All those petty squabbles and minor insults - as refracted through the prism of teenage eyes so that they're magnified at the time into events of far more significance than they really are - come back to haunt the characters' adult selves at a college reunion. This is as if Stephen Sondheim's Follies (premiered on Broadway a decade earlier and a clear influence) has been rewritten not as a reunion of showgirls but of the far more universal experience of schoolkids. And even if Jeffrey Kindley's book for this show is inevitably of a specifically American experience - complete with senior proms, cheerleaders and swearing allegiance to the flag - we've all been there in one way or another.
Carnelia's sweet, melancholic and reflective melodies reveal a delightful musical voice, delightfully rendered here by a terrific ensemble of nine good-looking actors and three fine musicians (led by Martin Lowe from the piano).

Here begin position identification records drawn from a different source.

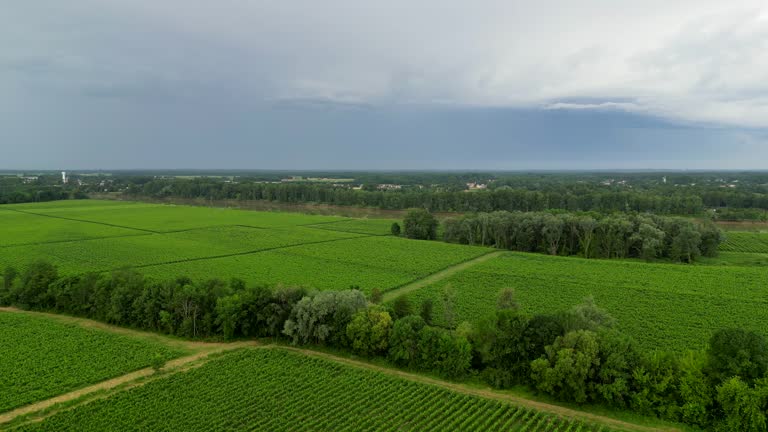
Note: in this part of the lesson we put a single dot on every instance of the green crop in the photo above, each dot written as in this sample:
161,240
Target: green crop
44,357
274,390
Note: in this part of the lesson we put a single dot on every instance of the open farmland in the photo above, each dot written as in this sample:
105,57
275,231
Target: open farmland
260,247
664,306
43,357
751,242
275,390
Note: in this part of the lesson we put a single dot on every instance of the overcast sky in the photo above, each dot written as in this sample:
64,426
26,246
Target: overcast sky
437,84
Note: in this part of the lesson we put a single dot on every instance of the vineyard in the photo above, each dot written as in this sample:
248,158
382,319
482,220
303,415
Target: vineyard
43,357
752,242
664,306
259,247
275,390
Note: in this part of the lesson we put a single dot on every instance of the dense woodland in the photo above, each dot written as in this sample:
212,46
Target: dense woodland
619,235
574,355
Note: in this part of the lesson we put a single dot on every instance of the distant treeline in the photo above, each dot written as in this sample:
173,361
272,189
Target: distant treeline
575,355
15,190
575,197
644,236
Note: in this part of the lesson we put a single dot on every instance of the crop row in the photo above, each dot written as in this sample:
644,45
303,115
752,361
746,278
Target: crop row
43,357
271,389
664,306
165,218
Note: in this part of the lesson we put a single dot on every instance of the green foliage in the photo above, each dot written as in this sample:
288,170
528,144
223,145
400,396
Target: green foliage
743,407
420,224
570,365
43,357
402,306
737,352
271,390
659,305
322,317
158,362
368,332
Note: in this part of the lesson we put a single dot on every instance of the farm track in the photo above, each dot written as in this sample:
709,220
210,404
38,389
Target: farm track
438,276
203,350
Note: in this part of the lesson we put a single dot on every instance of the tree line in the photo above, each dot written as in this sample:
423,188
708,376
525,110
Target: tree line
576,355
619,235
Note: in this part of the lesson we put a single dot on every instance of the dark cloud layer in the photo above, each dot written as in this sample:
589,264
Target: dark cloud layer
439,85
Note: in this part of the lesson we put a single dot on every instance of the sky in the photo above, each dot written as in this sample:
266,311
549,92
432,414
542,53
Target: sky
336,84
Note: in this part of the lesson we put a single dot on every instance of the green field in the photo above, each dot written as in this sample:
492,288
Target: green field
43,357
752,242
664,306
275,390
165,241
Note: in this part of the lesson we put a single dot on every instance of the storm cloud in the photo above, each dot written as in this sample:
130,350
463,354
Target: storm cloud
344,84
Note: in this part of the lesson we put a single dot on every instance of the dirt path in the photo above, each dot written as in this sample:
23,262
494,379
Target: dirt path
484,393
202,350
171,366
434,277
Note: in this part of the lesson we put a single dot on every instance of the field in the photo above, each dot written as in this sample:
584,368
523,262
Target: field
275,390
43,357
664,306
751,242
322,252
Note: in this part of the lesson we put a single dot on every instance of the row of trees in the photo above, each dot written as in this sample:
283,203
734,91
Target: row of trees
525,192
591,235
575,355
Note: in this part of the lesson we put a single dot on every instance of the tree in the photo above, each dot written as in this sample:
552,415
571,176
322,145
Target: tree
9,277
586,233
586,316
736,352
404,340
448,299
420,224
376,296
402,306
743,406
229,314
425,310
369,330
619,356
711,237
570,365
553,233
685,245
323,317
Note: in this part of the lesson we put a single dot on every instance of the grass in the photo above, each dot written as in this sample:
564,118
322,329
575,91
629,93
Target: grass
271,248
44,357
271,389
664,306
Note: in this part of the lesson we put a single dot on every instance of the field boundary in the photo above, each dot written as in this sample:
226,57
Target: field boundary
252,252
75,240
478,392
84,221
204,352
438,276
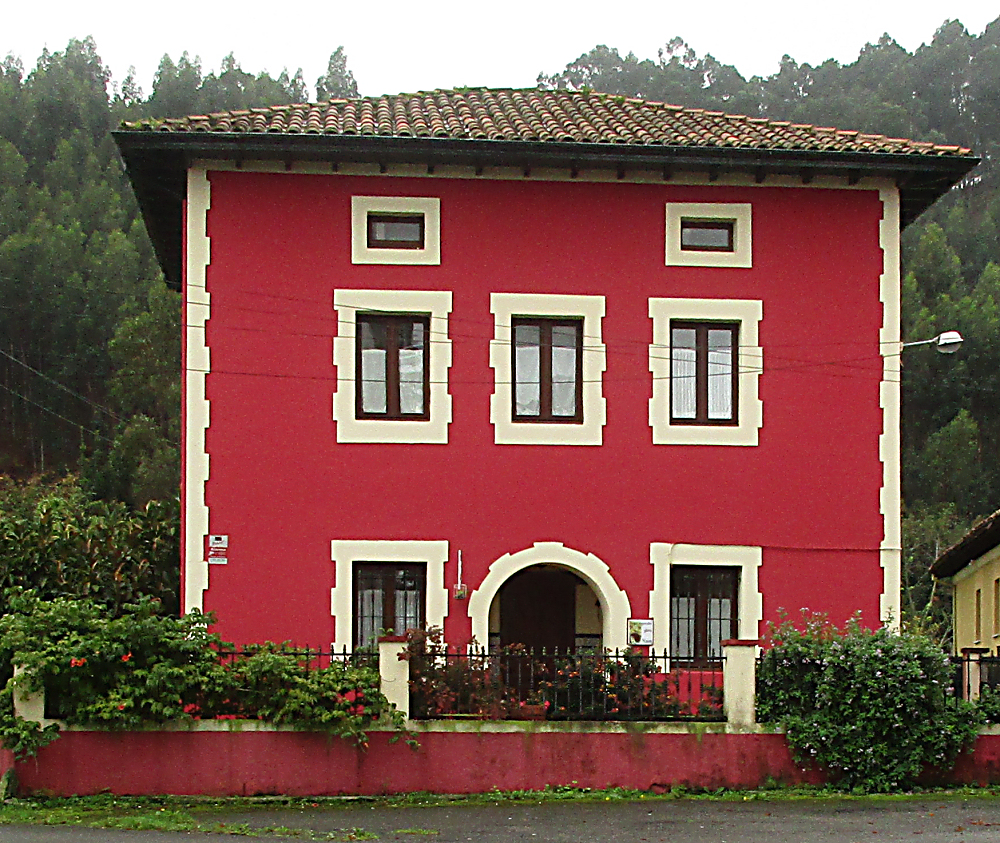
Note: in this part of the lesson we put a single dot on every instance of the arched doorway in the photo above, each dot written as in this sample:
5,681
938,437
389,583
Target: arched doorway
614,610
547,608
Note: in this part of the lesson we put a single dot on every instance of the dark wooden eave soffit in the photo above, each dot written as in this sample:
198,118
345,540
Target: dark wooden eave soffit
157,163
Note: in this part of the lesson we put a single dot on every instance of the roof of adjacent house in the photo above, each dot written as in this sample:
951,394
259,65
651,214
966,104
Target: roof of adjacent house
979,540
527,129
534,115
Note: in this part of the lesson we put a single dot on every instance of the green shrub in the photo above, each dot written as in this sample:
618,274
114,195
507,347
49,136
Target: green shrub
872,708
142,667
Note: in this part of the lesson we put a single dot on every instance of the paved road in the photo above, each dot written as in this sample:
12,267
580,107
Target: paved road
941,820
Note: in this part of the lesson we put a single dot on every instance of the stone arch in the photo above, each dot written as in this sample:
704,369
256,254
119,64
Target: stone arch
615,606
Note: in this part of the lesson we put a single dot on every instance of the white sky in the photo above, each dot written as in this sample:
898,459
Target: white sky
395,46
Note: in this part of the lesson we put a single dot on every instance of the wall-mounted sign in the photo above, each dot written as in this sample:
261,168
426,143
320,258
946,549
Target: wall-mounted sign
218,550
640,633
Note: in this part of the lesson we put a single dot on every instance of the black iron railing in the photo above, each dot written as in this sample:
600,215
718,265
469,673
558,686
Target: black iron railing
518,684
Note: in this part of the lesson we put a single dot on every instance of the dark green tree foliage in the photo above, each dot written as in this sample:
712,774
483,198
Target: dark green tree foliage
338,81
873,709
84,316
56,539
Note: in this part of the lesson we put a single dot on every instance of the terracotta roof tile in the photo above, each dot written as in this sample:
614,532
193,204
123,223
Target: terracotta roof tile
533,115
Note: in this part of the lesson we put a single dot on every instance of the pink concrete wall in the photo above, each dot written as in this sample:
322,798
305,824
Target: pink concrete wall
305,764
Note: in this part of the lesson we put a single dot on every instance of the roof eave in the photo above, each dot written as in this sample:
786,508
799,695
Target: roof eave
152,157
980,540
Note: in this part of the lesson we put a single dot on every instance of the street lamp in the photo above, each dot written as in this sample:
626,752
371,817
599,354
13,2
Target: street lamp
947,342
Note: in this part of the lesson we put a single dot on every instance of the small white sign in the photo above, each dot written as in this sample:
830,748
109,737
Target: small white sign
640,633
218,550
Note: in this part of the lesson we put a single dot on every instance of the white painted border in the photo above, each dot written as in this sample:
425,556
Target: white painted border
740,213
748,559
631,176
434,430
430,207
748,312
505,307
890,497
198,362
615,606
345,553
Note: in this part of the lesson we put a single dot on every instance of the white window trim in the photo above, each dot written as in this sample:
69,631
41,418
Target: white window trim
346,553
430,207
748,312
662,556
742,254
348,303
508,306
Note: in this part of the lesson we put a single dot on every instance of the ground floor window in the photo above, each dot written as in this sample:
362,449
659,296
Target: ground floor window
387,596
703,612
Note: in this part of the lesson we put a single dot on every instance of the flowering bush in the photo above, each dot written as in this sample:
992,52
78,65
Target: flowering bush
143,667
873,708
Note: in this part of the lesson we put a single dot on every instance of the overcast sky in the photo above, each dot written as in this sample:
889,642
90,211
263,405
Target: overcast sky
394,46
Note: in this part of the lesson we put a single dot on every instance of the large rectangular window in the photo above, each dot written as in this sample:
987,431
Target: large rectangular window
703,612
392,367
547,365
387,597
704,372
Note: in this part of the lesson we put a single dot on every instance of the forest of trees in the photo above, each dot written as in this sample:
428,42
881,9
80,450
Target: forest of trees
90,334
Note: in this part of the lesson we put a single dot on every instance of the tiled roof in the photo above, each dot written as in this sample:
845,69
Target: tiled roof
979,540
535,116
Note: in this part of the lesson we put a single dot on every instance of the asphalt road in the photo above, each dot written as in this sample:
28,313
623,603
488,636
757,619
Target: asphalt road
945,819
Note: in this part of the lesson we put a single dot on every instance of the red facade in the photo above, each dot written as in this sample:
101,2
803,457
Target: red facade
283,488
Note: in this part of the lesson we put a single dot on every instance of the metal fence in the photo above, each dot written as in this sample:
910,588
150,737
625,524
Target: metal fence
522,685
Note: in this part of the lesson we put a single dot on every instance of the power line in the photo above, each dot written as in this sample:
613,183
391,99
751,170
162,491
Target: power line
54,413
62,386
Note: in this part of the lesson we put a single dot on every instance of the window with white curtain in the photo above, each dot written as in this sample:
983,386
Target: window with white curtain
387,596
393,366
548,369
704,373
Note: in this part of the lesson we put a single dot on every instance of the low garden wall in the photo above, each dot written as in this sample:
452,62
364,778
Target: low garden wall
236,759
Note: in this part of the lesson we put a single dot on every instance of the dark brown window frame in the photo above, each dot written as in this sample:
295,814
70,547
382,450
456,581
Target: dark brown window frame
386,575
688,223
375,217
703,586
701,330
545,369
392,411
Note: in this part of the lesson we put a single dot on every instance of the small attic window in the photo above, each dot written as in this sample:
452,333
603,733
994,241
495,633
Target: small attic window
395,231
716,234
713,235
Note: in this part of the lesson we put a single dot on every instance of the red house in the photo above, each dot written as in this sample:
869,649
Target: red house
531,364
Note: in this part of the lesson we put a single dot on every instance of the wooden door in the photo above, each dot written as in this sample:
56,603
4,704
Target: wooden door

Though the Bridewell demonstrates here, as always, that it is at the forefront of London's musical theatre developments - and also one of the most versatile of all performance spaces in the capital - one disservice to the effectiveness of High School is the seating configuration adopted. This time the audience is seated on two long, facing sides on either side of a traverse stage that cuts through the middle of them. Nonetheless, if Matthew Ryan's production comes across occasionally as a little clumsy and untidy as a result, it's not enough to spoil what is really quite a treat!